Das Kleid kratzte auf seiner Haut und schnürte ihn ein. Am liebsten hätte er es in Fetzen gerissen, aber er wagte es nicht sich zu bewegen. Wie angewurzelt stand er noch immer an derselben Stelle, seit sein Dad ihn hier her gebracht hatte und wieder gegangen war. Irgendwann hatten seine Füße ihn zu dem kleinen Fenster getragen und er starrte auf die alles verschlingende Dunkelheit, welche die Yacht umgab. Es fühlte sich an, als würde er auf sein Inneres starren. Eine nicht endende Leere. 

Er hatte sich in einer Ecke es Zimmers zusammengekauert, als Nova die Stimme seines Vaters hörte und dieser gefolgt von einem anderen Alpha in den Raum traten. Nur einen kurzen Moment sah Nova auf. 

,,Ich weiß nicht ob er uns versteht. Bisher hat er nur auf koreanisch reagiert.", hörte er seinen Dad sagen. Natürlich konnte Nova ihn verstehen. Seine Mom hatte sehr viel Wert darauf gelegt, dass er sowohl koranisch als auch englisch sprechen konnte. 

,,Du tust was man dir sagt, verstanden?", auch ohne aufzusehen wusste der Omega, dass die Blicke der beiden Alphas auf ihm lagen. Er antwortete auch nach einer Weile Stille nicht. 

Nova hörte nicht, was sein Dad dem anderen zuflüsterte, ehe er ging. Erst, als die Türe ins Schloss fiel und er alleine mit dem Fremden zurückblieb, bekam er ein ungutes Gefühl.

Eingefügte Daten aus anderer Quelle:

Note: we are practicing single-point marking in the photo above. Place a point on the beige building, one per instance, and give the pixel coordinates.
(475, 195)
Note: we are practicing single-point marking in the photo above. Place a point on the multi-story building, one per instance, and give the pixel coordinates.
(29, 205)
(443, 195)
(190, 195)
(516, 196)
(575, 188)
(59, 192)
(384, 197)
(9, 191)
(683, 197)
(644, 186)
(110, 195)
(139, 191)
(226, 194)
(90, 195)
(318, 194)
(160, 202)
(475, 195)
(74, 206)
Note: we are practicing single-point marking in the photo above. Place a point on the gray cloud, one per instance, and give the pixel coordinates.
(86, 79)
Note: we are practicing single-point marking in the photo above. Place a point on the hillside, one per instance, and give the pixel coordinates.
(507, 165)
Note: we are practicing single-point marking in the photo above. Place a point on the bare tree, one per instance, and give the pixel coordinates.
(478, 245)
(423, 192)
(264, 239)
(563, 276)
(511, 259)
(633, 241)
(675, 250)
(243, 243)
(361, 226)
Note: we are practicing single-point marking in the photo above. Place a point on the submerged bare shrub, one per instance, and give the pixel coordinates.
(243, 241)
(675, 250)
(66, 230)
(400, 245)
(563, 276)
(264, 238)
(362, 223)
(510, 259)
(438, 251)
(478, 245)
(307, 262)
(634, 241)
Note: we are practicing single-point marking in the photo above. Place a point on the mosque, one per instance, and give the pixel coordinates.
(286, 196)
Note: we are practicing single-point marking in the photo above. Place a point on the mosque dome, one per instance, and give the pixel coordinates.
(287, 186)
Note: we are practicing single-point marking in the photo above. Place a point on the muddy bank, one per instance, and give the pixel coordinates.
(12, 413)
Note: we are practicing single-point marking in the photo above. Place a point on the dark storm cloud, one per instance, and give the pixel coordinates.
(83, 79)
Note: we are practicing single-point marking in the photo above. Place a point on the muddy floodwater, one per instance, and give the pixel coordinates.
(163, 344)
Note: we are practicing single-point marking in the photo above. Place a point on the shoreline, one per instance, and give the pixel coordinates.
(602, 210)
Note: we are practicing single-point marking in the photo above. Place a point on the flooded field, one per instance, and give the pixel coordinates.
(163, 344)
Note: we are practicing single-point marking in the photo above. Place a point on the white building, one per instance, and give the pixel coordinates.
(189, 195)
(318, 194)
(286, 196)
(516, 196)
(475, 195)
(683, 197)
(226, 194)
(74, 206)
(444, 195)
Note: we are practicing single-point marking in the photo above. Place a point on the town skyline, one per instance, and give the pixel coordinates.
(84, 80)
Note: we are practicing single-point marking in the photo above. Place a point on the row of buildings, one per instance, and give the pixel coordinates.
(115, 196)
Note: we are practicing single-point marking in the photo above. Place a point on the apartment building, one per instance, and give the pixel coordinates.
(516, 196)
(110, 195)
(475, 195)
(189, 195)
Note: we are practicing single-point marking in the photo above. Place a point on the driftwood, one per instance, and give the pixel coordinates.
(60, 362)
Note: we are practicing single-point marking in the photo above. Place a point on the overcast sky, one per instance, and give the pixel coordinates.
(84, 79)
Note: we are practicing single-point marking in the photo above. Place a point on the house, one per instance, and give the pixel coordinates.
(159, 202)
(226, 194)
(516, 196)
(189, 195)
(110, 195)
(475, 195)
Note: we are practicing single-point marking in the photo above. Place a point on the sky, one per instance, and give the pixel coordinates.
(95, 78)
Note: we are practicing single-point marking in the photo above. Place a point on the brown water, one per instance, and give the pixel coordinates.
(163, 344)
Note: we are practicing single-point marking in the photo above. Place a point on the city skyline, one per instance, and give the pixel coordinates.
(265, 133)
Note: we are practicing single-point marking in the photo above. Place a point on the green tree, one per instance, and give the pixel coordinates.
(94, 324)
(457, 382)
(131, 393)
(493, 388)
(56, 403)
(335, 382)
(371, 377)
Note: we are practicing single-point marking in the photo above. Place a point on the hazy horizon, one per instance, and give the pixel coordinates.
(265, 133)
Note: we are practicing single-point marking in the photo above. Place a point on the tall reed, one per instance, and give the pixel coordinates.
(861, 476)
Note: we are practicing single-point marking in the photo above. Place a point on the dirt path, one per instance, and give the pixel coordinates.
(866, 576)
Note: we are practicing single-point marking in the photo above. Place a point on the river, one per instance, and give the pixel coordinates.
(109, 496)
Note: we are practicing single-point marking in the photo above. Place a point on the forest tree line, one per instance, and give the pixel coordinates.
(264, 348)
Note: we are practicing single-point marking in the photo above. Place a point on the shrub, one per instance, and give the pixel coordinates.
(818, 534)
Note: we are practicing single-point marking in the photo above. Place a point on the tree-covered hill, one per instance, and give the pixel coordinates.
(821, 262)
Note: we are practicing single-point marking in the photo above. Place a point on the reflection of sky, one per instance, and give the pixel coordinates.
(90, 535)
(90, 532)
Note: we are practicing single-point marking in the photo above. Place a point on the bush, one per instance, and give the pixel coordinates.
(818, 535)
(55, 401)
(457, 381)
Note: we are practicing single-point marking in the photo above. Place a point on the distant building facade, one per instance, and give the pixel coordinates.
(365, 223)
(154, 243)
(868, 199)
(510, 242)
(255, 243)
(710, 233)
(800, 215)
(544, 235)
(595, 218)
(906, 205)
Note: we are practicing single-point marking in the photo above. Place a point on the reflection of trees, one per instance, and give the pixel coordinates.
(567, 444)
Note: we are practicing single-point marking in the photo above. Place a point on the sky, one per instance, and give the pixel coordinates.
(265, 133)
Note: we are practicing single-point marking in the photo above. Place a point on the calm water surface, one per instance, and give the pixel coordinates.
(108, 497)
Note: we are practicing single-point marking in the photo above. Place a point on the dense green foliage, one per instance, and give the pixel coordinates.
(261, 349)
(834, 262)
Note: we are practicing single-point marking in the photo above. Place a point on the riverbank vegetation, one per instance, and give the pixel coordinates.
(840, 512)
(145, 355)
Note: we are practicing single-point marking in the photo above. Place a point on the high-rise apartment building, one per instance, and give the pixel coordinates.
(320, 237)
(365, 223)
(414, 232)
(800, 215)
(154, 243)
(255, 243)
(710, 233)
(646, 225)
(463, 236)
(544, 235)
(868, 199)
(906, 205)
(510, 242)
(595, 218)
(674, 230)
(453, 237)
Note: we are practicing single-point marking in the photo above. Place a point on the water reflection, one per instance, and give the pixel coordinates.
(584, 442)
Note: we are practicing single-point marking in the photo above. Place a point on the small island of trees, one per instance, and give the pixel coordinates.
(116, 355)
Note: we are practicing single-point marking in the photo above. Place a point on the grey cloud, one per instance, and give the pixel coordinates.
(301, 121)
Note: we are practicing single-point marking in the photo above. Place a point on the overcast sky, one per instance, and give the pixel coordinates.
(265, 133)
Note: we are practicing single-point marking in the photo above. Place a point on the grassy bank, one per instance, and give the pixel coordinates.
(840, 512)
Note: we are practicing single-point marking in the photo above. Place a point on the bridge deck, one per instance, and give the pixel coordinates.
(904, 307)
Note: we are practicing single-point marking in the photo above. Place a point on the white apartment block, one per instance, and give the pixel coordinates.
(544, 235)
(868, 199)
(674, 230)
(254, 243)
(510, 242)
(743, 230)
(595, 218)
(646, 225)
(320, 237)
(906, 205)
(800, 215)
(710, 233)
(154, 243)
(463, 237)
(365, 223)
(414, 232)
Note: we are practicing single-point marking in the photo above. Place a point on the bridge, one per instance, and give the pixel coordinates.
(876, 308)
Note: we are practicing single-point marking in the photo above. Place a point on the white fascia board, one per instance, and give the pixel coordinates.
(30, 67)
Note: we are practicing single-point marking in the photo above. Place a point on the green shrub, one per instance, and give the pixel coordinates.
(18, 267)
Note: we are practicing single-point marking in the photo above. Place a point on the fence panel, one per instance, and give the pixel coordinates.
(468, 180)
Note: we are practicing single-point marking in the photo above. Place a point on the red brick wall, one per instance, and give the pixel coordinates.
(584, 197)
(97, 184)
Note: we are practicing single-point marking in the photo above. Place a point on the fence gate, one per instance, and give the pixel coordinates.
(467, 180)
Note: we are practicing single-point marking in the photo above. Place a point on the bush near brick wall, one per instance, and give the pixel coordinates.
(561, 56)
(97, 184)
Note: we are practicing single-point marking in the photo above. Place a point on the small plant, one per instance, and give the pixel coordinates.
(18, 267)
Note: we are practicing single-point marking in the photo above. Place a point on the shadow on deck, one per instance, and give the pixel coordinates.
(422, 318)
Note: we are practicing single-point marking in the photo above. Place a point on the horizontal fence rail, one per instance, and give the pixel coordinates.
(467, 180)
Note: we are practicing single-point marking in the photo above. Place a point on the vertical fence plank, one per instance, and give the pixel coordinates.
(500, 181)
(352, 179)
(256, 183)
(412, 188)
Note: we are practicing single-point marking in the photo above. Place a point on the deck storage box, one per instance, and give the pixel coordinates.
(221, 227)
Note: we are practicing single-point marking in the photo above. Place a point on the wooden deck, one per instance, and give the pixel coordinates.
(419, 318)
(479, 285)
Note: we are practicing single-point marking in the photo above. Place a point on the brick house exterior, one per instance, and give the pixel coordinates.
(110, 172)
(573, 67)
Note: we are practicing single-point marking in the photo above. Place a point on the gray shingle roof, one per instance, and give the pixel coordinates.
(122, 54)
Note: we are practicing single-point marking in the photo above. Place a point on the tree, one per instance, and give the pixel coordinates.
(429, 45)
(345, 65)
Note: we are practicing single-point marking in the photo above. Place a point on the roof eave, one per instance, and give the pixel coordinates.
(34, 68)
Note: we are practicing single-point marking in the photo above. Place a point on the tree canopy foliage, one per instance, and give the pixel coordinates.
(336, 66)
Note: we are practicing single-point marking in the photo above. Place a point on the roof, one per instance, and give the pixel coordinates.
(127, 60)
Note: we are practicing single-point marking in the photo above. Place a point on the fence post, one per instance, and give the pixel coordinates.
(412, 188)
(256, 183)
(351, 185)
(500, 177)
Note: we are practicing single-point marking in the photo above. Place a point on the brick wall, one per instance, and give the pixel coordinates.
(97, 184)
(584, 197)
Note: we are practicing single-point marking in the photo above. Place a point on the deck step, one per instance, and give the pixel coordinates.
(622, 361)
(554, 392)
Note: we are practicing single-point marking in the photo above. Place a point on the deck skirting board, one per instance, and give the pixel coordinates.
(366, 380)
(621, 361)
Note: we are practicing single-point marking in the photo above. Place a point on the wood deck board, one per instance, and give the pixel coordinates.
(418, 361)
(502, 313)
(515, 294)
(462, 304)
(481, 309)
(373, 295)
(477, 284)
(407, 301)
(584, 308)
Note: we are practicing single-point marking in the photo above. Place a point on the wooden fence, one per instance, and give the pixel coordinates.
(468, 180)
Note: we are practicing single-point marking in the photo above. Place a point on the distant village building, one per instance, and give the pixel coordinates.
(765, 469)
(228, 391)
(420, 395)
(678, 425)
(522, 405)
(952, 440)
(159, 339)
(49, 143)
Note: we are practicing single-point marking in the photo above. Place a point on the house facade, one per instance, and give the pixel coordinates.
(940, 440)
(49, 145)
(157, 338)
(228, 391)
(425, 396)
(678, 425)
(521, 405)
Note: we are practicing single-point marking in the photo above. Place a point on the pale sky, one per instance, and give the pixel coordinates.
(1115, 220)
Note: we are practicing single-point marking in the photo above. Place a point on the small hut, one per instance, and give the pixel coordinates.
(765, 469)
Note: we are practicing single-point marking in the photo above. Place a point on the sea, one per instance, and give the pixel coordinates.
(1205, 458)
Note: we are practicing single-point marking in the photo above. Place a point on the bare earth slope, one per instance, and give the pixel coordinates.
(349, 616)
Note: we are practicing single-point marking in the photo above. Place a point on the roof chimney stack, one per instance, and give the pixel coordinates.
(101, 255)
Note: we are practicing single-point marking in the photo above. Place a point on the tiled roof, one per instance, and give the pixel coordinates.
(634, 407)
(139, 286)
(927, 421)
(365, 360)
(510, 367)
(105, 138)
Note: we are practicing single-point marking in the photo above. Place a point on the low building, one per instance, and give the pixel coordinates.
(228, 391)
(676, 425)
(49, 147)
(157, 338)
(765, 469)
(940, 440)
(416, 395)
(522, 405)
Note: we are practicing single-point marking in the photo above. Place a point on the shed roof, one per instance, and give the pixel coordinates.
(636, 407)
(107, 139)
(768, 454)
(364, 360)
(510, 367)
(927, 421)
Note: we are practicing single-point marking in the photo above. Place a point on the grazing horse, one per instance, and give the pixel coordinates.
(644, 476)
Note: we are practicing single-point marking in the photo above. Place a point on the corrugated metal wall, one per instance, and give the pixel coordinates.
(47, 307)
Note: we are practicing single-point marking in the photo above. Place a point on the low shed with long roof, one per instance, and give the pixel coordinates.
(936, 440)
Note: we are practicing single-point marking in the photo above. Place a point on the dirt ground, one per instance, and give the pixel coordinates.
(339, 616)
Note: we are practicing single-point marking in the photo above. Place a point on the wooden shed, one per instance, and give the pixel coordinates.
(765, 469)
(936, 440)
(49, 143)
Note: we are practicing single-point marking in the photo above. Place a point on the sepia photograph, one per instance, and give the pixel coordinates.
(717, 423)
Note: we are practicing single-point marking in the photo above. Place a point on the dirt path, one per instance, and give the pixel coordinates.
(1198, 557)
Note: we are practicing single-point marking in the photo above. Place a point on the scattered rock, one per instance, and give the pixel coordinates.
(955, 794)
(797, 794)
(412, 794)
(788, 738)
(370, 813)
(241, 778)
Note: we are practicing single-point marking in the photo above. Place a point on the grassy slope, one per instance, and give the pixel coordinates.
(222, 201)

Er beobachtete den Mann dabei, wie er sein Jackett ablegte und über die Lehne eines Stuhls warf. 

Der Omega sah das erste Mal richtig auf. Der Alpha war groß und sportlich gebaut. 

,,Verstehst du was ich sage?", die Stimme des Mannes war tief und laut. Nova hatte bisher kaum Kontakt zu Alphas gehabt. Seine Mom hatte immer darauf geachtet, dass ihm niemand, egal unter welchen Umständen, zu nahe kam. Auf einmal fühlte sich das Zimmer kleiner an als es war. Er saß in einer Ecke, unfähig irgendwohin zu flüchten, dem Alpha vor ihm ausgeliefert. 

Nova nickte leicht. 

,,Das erleichtert die ganze Sache. Zieh dich aus und leg dich auf das Bett."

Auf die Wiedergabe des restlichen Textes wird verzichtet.